Preimplantation Genetic Diagnosis (PGD)
Genetic testing can also be conducted at the embryonic stage, before implantation. For instance, parents who are both carriers of an autosomal recessive disorder, such as cystic fibrosis (CF), have a 25% chance with each pregnancy of having a child with CF. Such parents may want to take advantage of modern technology that enables screening for genetic diseases during the earliest stages of embryonic development. One example of this type of technology is preimplantation genetic diagnosis (PGD), a procedure in which individuals undergoing in vitro fertilization have their developing embryos tested for known genetic abnormalities prior to implantation in the mother's uterus (Handyside et al., 1992). In PGD for cystic fibrosis, for example, one or two cells would be removed from the early embryos in vitro and tested for the specific CF mutations carried by the parents. Only embryos determined to be absent of these mutations would then be transferred to the mother's uterus, where they would subsequently undergo development (Figure 1).
Newborn Genetic Screening
Finally, as part of a public health initiative, babies may be diagnosed with genetic disorders without any suspicion at all. This is called newborn screening. Here, a small blood sample is collected from newborn infants within 24 hours of birth and tested for a panel of disorders. The American College of Medical Genetics (ACMG) recommends a core screening panel for 29 conditions, but the actual number of conditions that most facilities test for varies by state and country, ranging from as few as three to more than 40 (MedlinePlus, 2008).
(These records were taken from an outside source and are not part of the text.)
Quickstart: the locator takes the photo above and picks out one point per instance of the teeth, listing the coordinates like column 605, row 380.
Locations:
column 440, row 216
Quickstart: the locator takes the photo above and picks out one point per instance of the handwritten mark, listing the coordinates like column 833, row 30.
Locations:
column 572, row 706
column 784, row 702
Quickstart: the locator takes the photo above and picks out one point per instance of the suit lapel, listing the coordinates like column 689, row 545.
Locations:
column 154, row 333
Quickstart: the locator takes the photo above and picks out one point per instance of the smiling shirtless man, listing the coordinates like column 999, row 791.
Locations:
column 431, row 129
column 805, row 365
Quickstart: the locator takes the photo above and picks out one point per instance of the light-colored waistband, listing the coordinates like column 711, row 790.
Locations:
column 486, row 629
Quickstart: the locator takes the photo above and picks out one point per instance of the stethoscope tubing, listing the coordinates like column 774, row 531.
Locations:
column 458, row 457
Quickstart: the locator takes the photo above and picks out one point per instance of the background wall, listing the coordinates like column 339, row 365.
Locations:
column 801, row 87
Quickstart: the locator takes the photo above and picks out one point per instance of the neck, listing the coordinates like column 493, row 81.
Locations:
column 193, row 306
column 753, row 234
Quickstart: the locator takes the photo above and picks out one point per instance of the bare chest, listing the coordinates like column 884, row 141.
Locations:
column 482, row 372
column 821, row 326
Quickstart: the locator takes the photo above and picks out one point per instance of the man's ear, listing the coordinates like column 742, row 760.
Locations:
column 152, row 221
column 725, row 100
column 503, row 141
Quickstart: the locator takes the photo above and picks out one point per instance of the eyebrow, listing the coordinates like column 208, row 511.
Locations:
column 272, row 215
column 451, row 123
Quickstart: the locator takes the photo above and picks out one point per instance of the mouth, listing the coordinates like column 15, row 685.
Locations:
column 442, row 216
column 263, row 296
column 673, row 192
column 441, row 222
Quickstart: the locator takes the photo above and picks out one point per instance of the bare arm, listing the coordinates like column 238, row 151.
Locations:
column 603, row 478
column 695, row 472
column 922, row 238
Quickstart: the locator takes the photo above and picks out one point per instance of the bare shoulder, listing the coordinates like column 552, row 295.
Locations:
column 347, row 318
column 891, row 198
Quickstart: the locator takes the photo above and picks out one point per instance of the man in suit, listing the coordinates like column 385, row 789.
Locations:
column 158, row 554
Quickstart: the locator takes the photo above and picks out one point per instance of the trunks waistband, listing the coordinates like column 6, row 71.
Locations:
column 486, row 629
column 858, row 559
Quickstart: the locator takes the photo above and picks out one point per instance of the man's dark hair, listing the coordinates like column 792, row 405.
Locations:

Receiving a genetic diagnosis from a newborn screen like this can save an infant's life, because the disorders included in the panel are those in which early diagnosis and treatment are imperative for a good outcome. One such disorder is phenylketonuria (PKU), a condition in which affected individuals are unable to properly metabolize the amino acid phenylalanine. Over time, this substance can therefore accumulate in the person's body, leading to a host of problems, including possible mental retardation. Thankfully, PKU can be treated through adherence to a strict diet that is low in phenylalanine, especially early in life. PKU is one of the most prominent success stories showing that early diagnosis and tailored treatment of genetic disorders can improve a person's quality of life.